I used to work for a company that sold credit recovery courses.
In other words, students fail Math. Schools say, you can take summer school or you can buy this online course. And the school lets them pass if they get a good grade in the course.
But I soon realized, the sales team drove the whole company. The folks like me, working the customer support phones and grading assignments, knew very little about what schools and parents were promised. The schools knew very little about what the students’ courses actually looked like, yet still awarded credit. And the parents and kids only knew that they could pay this money, do this work, and apparently move up to the 8th grade.
The whole thing was run by a guy who was successful in other industries and did nothing with day to day operations. Never saw him once.
They paid very well, allowed for remote work, but it just didn’t feel good. I quit and worked hard to replace that extra income doing copywriting and marketing work for education companies I believe in.
Fortunately, this is not something I see often. When people succeed in one industry and then move to education, they often bring a fresh perspective, great technical know-how, and a genuine desire to make things better.
However, even when people enter the education market with the best of intentions, there’s a problem.
A problem you might have experienced yourself.
What happens, on a phone call, or at a conference, when a teacher or school administrator asks you about an aspect of education you’re just not familiar with?

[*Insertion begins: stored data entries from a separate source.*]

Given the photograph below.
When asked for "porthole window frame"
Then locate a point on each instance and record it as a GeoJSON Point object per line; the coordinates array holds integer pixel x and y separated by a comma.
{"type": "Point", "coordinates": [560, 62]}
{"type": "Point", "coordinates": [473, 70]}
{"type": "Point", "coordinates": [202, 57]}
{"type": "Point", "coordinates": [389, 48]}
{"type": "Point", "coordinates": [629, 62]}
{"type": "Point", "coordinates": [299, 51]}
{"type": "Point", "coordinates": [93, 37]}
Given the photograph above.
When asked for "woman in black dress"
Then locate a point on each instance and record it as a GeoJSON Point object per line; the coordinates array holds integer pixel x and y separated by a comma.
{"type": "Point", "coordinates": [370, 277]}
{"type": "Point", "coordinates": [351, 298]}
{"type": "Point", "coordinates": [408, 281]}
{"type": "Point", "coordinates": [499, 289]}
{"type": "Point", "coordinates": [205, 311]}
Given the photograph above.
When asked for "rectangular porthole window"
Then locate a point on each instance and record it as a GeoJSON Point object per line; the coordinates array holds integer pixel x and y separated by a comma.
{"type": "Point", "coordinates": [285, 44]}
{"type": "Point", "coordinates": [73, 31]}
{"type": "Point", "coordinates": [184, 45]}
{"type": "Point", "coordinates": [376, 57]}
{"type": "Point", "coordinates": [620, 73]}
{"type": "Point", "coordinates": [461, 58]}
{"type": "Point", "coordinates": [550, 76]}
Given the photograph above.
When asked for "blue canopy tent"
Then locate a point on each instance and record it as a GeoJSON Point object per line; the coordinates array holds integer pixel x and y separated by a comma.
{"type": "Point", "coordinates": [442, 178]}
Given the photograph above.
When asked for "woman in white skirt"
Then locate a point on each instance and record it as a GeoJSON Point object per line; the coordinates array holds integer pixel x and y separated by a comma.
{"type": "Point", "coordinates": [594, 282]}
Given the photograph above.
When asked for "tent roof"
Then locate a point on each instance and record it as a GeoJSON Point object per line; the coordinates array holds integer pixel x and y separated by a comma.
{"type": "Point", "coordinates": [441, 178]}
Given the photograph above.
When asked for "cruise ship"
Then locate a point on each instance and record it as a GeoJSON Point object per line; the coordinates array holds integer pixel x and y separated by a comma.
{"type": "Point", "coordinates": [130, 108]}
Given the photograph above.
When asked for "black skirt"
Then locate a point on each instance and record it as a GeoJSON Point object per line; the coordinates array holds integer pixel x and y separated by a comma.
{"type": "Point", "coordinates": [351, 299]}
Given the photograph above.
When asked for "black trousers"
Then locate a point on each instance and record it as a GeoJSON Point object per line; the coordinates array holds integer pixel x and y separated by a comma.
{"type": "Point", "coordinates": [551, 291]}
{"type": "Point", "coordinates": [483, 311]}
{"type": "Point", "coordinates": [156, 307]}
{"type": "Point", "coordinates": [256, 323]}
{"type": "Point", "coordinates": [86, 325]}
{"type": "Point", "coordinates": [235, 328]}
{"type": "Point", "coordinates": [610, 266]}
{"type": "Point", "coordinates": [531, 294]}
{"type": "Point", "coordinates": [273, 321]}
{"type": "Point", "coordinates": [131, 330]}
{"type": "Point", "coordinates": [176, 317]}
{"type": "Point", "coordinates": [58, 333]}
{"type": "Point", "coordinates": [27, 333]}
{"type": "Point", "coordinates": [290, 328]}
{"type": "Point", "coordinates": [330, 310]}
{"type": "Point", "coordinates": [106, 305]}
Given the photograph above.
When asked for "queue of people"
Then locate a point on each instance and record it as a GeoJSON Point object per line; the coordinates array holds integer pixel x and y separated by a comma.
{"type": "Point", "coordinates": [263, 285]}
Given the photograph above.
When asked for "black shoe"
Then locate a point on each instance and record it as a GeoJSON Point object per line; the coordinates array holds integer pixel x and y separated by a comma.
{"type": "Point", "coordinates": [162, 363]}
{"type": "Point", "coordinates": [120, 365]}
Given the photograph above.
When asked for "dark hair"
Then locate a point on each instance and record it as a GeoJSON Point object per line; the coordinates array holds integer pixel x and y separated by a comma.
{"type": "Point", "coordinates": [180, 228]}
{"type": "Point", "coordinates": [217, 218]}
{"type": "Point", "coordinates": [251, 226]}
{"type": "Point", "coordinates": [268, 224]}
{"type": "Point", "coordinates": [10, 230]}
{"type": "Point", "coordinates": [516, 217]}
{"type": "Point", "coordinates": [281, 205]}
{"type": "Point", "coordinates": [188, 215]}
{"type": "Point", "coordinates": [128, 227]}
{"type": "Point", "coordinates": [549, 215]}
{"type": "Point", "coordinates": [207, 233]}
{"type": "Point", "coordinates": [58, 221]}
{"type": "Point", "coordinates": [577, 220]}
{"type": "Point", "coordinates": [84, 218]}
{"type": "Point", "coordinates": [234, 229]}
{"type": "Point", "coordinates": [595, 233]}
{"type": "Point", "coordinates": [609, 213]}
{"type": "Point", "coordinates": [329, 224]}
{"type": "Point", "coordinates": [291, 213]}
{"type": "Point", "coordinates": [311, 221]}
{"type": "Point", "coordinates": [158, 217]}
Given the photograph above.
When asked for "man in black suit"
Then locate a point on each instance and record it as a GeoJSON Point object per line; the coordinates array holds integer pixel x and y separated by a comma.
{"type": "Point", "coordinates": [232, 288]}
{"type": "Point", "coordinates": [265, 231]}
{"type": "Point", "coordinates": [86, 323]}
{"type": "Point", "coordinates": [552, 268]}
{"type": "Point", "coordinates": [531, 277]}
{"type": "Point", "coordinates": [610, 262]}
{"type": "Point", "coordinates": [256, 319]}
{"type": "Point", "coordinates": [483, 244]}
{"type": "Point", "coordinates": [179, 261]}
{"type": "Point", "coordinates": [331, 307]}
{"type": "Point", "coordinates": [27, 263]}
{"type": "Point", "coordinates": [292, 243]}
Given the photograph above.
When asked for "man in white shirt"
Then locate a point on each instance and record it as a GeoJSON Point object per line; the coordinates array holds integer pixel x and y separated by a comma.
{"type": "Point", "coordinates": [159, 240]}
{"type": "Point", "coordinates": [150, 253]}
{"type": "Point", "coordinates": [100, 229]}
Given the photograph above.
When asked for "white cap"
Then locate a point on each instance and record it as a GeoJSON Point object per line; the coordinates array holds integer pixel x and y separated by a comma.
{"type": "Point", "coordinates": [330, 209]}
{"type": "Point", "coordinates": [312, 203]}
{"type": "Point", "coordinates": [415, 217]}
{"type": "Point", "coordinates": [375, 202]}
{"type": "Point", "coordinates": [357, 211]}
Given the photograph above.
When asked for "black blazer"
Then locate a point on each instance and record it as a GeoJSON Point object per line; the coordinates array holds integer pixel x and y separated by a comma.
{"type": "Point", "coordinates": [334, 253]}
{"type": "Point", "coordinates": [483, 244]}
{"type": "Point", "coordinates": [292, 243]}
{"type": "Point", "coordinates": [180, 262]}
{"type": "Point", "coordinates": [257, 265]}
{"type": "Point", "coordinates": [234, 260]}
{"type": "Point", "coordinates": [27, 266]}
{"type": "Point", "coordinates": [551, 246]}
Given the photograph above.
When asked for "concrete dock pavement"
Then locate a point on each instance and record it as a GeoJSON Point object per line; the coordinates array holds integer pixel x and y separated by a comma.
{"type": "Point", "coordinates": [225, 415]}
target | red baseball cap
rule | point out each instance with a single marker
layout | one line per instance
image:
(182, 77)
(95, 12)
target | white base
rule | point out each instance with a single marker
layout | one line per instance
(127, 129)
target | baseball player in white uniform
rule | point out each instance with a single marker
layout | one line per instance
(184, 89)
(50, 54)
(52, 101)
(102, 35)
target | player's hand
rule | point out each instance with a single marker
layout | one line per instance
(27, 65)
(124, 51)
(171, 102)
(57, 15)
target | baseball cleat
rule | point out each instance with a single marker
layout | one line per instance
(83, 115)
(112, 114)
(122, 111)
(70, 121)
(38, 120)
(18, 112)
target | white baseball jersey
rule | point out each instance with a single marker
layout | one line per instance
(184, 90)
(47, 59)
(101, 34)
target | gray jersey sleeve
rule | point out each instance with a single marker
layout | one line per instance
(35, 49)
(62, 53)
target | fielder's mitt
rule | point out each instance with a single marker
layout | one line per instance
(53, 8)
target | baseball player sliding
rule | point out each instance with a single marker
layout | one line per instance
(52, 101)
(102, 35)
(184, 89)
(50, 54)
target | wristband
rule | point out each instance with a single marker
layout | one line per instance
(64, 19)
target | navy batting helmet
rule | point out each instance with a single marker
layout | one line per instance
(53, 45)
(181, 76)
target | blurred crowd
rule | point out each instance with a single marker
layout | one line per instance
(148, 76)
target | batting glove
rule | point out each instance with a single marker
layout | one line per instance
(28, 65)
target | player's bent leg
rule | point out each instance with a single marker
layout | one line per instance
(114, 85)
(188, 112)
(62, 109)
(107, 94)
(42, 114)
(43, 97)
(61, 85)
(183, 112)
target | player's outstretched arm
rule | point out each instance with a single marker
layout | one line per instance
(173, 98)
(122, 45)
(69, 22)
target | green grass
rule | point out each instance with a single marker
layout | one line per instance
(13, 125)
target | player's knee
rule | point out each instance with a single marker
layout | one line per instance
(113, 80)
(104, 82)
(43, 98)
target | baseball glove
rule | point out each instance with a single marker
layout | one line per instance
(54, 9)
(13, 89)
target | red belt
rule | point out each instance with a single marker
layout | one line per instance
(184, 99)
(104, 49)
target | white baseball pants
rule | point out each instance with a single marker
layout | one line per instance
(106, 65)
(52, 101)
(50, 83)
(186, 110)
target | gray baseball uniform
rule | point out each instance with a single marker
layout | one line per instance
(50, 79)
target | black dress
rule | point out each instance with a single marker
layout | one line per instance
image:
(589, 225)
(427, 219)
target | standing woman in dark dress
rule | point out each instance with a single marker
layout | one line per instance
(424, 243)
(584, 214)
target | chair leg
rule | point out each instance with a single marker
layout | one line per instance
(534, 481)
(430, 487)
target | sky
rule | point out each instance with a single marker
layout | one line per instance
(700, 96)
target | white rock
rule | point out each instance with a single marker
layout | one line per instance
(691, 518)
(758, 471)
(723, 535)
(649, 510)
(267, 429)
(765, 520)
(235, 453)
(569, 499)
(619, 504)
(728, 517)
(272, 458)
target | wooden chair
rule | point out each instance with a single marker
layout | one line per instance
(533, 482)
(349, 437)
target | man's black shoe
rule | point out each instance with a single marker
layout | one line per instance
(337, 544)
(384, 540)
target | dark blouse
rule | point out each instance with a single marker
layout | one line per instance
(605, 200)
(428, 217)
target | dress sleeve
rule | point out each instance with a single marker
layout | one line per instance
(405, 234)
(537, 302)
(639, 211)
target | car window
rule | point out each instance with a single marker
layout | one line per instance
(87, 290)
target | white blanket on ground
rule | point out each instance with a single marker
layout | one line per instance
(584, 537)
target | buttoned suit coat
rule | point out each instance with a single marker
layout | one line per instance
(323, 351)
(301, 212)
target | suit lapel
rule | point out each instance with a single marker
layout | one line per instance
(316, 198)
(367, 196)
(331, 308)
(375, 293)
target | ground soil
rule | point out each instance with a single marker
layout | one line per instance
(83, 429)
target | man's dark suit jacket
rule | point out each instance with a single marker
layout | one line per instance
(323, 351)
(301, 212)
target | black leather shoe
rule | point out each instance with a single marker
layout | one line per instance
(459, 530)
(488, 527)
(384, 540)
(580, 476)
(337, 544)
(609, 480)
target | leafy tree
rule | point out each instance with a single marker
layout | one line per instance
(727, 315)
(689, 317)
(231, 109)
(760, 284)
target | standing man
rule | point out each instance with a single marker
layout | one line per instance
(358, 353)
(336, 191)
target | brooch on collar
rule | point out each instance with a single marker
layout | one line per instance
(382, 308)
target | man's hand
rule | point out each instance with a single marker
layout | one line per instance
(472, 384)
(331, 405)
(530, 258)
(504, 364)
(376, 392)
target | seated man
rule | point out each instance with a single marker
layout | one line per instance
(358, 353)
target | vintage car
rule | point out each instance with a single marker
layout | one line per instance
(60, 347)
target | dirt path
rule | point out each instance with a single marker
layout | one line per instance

How do you answer their questions?
How do you keep credibility?
What if your prepared one-pager, website, or the notes you have for your phone call don’t cover all the objections this person has (especially with the infinite use cases, demographic differences, and special needs in the education world)?
And what if someone asks “when are you going to start charging me?” or “who are you working for?” or “are you going to start bombing my email inbox?” <- All things I’ve heard teachers or admins say.
It’s as if some educators think you are Jeff Bezos, out to become a titan of industry at any cost. Not realizing the frustration, slow pace of innovation and sales, and general goodwill it takes to build a business in the education market.
Conversations like those, while uncomfortable, are actually extremely valuable. They teach you about how skeptical some folks in education are of being sold to, and they reveal the common objections and specific needs of your market.
That’s why, when I work with companies, one of the most useful questions I answer for founders and consultants is “does this sound right?” or “is this actually something a teacher or principal wants to hear?” And more often than not, I have a clear answer. If it’s a “no,” then I can tell you exactly what to change to make sure you put your best foot forward in your marketing messages.
If you’re doing this on your own, then there are a few ways you can address the skepticism of educators, either right up front, or as part of an ongoing process in your marketing.
Here are a few suggestions on how to do it, based on examples from my own experience and companies I’ve worked with:
- Build educator/parent relationships early: When you have the slightest twinge of an idea for your product or service, find some teachers, parents, or school leaders to share it with. Reach out to these people at local events like Edcamps, Meetups, or through your own personal and professional network. For these early connections, in-person meetings are far more valuable than online-only connections, in my experience.
- Get testimonials and use cases as early as possible: Educators want to know right away: will this work for my school? My teachers? My student population? Parents want to know right away: will this help my kid with their very specific needs? The sooner you begin to collect testimonials, use cases for specific demographics, and case studies, the sooner folks will drop their guard and listen to your message.
- Find an educator to accompany you to events. Ideally, you can hire this person for an appropriate early role, even if it is something small and contract-based like producing social media content. Then you can receive feedback on all the in-person conversations you have, and this educator can help you address questions and objections as they come up during live conversations.
Education entrepreneurs and consultants: how else do you establish credibility with educators?